Hasta que un día me sorprendió la ráfaga de una luz escarlata. Bajo la mesa del comedor se alzaba una extraña mata floreando un rojo intenso. Me deslumbraron sus pétalos sanguíneos y la frescura de sus verdes. Moscas azules volaban pesadamente a su alrededor. Las ramificaciones de la misteriosa planta empezaron a moverse entre los muebles, invadieron el pasillo e ingresaron al dormitorio. Frente a mi cama se detuvieron y sentí como me examinaban. Un murmullo bronco rebotó en la habitación. Fue un quejido espantoso, se estremecieron las ventanas y las puertas. Tiritaron las luces. Se despertaron asustadas las alondras que habían anidado en mis senos, bajo la tibieza de mis axilas y de mi sexo. Pegué mi cuerpo a la pared, tratando al mismo tiempo de cubrir mi desnudez con la sábana, pero los tentáculos vegetales treparon la cama y empezaron a envolverme. Inmovilizaron mis brazos y mis piernas, acallaron mis gritos, ahogaron mi boca. Mis fuerzas fueron debilitándose. Se cerraron mis ojos abrumados por un contingente de sangre que brotó de las ramas y flores de la planta asesina… Yo quiero vencer mi soledad / tener a mi lado / alguien con quien hablar / y quiero vencer /lanostalgiadever/comolavidasevayseva…

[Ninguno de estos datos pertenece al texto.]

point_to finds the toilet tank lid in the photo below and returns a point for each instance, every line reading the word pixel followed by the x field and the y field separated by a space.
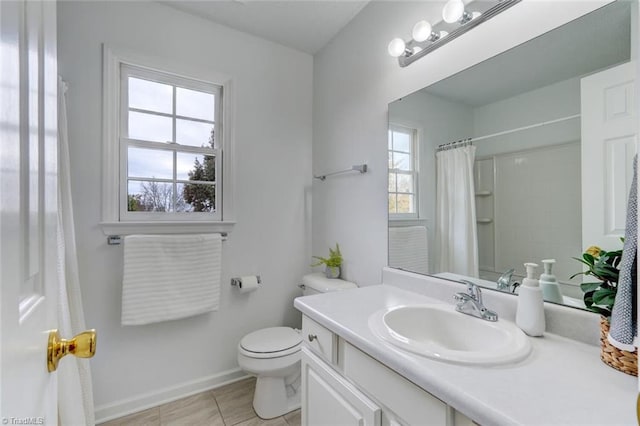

Desperté encogida en un rincón de la habitación, de inmediato dirigí la mirada hacia el comedor. Pero ahí estaba ella: viva y sangrante. Parecía esperarme. Así fue como mis días se llenaron de pesadillas cada vez más tenebrosas. Pasaba las noches despierta bajo el acecho de ese engendro que iba creciendo, ocupando mis espacios y mi tiempo. Noches largas, insanas. Hasta que ya no pude más y, para evitar ser devoraba por la maldición de esa mata, vine a poner en conocimiento de usted, señor juez, la muerte de mi esposo. Pero, señor juez, créame, no lo hice con ventaja ni alevosía ni premeditación, como se ha dicho. Tampoco soy una desalmada, tan solo se rebeló mi resignación. Se despertó eso que llaman dignidad, solo fue eso. Como ya dije, fueron sus malos tratos que mataron todo en mí, y su traición, la sensación de un latigazo eléctrico que se extendió como enredadera por todo mi cuerpo. Me dirán que soy asesina y me condenarán al encierro, que importa ya, si estoy muerta en vida. Solo soy un árbol con el corazón estrangulado. Un árbol que en el destierro lo obligaron a olvidar como se canta a la luna saboreando las orillas de un río.